Modular exponentiation is slow, so don't use it. As for Zobrist hashing, with 3 million items, the table f probably won't fit into L2, though it does set an upper bound of one main-memory access.
I would instead take Zobrist hashing as a departure point and look for a cheap function f that behaves like a random function. This is essentially the job description of a non-cryptographic pseudorandom generator – I would try computing f by seeding a fast PRG with x and generating one value.
EDIT: given that the sets all have the same sums, don't choose f to be a degree 1 polynomial (e.g., the step function of a linear congruential generator).
One possibility: sort the items in the list, then hash that.
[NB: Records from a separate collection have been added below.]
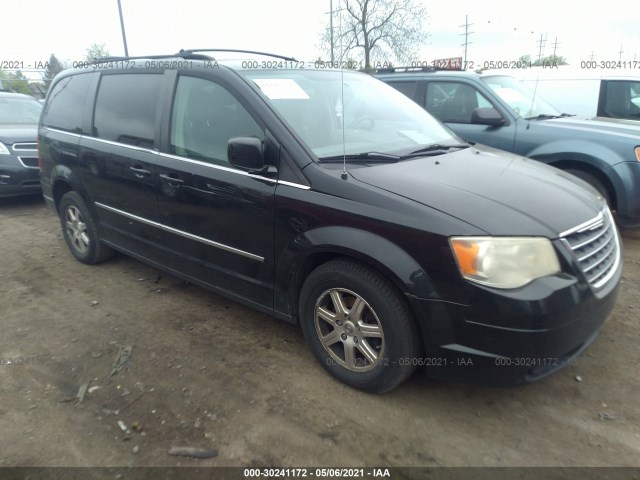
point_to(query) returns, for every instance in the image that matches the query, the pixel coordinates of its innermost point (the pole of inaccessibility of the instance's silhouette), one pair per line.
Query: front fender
(590, 153)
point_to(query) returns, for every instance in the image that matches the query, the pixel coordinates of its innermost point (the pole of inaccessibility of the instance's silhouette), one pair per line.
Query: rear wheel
(80, 231)
(357, 326)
I think your squaring idea is going in the right direction, but a poor choice of function. I'd try something more like the PRNG functions or just multiplication by a large prime, followed by XOR of all the resulting values.
Why not something like
public int GetOrderIndependantHashCode(IEnumerable<int> source)
{
return (source.Select(x => x*x).Sum()
+ source.Select(x => x*x*x).Sum()
+ source.Select(x => x*x*x*x).Sum()) & 0x7FFFFF;
}
I think what is mentioned in this paper would definitely help:
http://people.csail.mit.edu/devadas/pubs/mhashes.pdf
Incremental Multiset Hash Functions and Their Application to Memory Integrity Checking
Abstract: We introduce a new cryptographic tool: multiset hash functions. Unlike standard hash functions which take strings as input, multiset hash functions operate on multisets (or sets). They map multisets of arbitrary finite size to strings (hashes) of fixed length. They are incremental in that, when new members are added to the multiset, the hash can be updated in time proportional to the change. The functions may be multiset-collision resistant in that it is difficult to find two multisets which produce the same hash, or just set-collision resistant in that it is difficult to find a set and a multiset which produce the same hash.